OPINION:
U.N. Ambassador Nikki Haley, who announced this week she will be leaving her post at the end of the year, will be remembered most for being the Trump administration’s toughest critic of Kremlin President Vladimir Putin.
Mrs. Haley has repeatedly criticized Mr. Putin for backing the Syrian regime’s bombardment of its civilian populations in that country’s bloody civil war, pushing for U.S. sanctions against Moscow at a time when President Trump has thus far refused to condemn the Kremlin dictator.
While calling Mr. Putin “a strong leader” throughout his 2016 presidential campaign, he has yet to blame Mr. Putin for Russia’s cyberwar interference in the U.S. election, or the poisoning of an ex-Russian double agent and his daughter in the U.K., or anything else for that matter.
Earlier this year, when Mrs. Haley announced on CBS’ “Face The Nation” that Mr. Trump would soon be imposing new sanctions on Russia, she was sharply criticized by Larry Kudlow, director of the National Economic Council, who told reporters that she suffered from “momentary confusion.”
Mrs. Haley sharply struck back at the White House, saying, “With all due respect, I don’t get confused.”
“She got ahead of the curve,” Mr. Kudlow told reporters at a news conference in Florida. “She’s done a great job. She’s a very effective ambassador. There might have been some momentary confusion about that.”
In fact, Treasury Secretary Steven Mnuchin planned to announce the sanctions that week. And Poliico, the political news website, reported earlier that the president had signed off on the sanctions move.
In the end, the decision never came off as scheduled, probably due to a last-minute order from Mr. Trump who didn’t want to hurt his friendly relationship with Mr. Putin.
Mr. Kudlow reportedly called Mrs. Haley and apologized to her. “Still, Haley’s response offered a glimpse of the growing tension between the White House and her staff over the handling of the messaging flap,” wrote Washington journalists Andrew Restuccia and Eliana Johnson at the time.
“Haley has so far largely avoided the infighting that has taken down so many senior Trump administration officials,” they wrote. “But Haley, who has taken a hard line on Russia at the United Nations, is now stepping squarely into the drama of the West Wing.”
“In the aftermath of Haley’s comments, Mr. Trump made it clear to his staff that he had no intention of imposing the new sanctions in the short term. The White House then scrambled to explain the conflicting messages, pinning the blame on Haley,” Mr. Restuccia and Ms. Johnson reported.
But if the White House looked the other way while Russia provided Syria with the backing to drop chemical bombs on defenseless civilians, Mrs.
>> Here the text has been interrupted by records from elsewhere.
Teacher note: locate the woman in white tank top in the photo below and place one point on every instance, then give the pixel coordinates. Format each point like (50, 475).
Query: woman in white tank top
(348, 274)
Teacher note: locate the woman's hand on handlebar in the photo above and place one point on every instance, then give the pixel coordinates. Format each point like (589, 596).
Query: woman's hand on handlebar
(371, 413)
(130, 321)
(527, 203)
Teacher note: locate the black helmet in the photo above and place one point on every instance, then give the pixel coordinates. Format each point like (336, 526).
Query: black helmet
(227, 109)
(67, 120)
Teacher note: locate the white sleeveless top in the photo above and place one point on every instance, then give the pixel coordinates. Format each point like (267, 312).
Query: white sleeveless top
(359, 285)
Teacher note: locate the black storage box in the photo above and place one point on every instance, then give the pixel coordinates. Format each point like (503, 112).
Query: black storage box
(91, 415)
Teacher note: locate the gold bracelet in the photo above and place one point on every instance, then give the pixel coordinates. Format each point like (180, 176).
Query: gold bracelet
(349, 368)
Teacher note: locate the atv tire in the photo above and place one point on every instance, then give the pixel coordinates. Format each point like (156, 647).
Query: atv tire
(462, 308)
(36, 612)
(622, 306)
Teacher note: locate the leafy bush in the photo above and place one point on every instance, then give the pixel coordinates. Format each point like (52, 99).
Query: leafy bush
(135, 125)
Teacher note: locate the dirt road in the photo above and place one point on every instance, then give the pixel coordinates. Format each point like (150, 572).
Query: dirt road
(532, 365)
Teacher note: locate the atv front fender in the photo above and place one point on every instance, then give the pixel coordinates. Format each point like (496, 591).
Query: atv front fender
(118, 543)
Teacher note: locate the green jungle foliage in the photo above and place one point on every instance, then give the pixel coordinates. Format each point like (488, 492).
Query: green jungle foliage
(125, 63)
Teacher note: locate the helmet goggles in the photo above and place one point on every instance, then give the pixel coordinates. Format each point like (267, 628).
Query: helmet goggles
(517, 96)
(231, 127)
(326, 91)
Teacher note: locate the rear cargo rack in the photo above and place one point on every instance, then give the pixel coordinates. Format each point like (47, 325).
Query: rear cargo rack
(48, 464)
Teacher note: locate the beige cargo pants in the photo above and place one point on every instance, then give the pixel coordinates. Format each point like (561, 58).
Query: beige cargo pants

Haley was slamming the Kremlin, and Mr. Putin in particular, in the United Nations.
“We of course know that our work in Syria is not done,” she said earlier this year. “We know it is now up to Bashar al-Assad on whether he’s going to use chemical weapons again. And should he use it again, the president has made it very clear that the United States is locked and loaded” and ready .”
The United States, France and Britain bombed three facilities in the heart of Syria’s chemical weapons program earlier this year. Meanwhile, Mrs. Haley was railing against Russia’s support for the evil Assad regime, and continuing to raise the threat of U.S. economic sanctions against Moscow.
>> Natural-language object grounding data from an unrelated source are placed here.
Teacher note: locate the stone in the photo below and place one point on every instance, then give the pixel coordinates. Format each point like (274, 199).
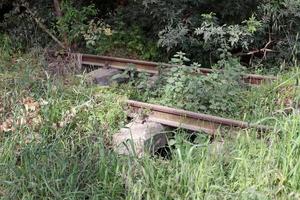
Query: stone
(137, 138)
(103, 76)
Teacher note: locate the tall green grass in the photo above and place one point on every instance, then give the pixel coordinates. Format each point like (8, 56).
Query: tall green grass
(75, 161)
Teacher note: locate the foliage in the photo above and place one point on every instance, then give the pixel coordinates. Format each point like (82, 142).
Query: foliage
(120, 41)
(74, 21)
(217, 93)
(73, 159)
(21, 27)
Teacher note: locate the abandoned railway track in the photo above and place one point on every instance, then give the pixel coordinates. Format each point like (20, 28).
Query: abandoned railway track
(153, 67)
(188, 120)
Mr. Trump has hit certain Russian individuals and entities with economic sanctions, but not throughout its economy.
Meantime, Mrs. Haley has been frustrated by Mr. Trump’s failure to harshly attack Mr. Putin, as she has fearlessly done many times as U.N ambassador.
Last April, in a speech before the U.N. Security Council, Mrs. Haley came out with both guns blazing, saying “The Russian regime, whose hands are all covered in the blood of Syrian children, cannot be ashamed by pictures of its victims.”
Calling those responsible for the attacks “monsters,” she said that Russia was getting a “pass in the name of unity.”
That forced Mr. Trump’s hand to send out a meek tweet saying “President Putin, Russia and Iran are responsible for backing Animal Assad.” He promised that there will be a “big price to pay,” but it never came.
She also came down hard on the Moscow-directed poisonings in England, saying “Russia is responsible” for the chemical attacks.
Now, in an unusually abrupt action, she is leaving her post, no doubt feeling that the White House never really gave her the full support that she deserved.
Mr. Trump is still saying that he wants to be friends with Russia and, especially, Mr. Putin.
• Donald Lambro is a syndicated columnist and contributor to The Washington Times.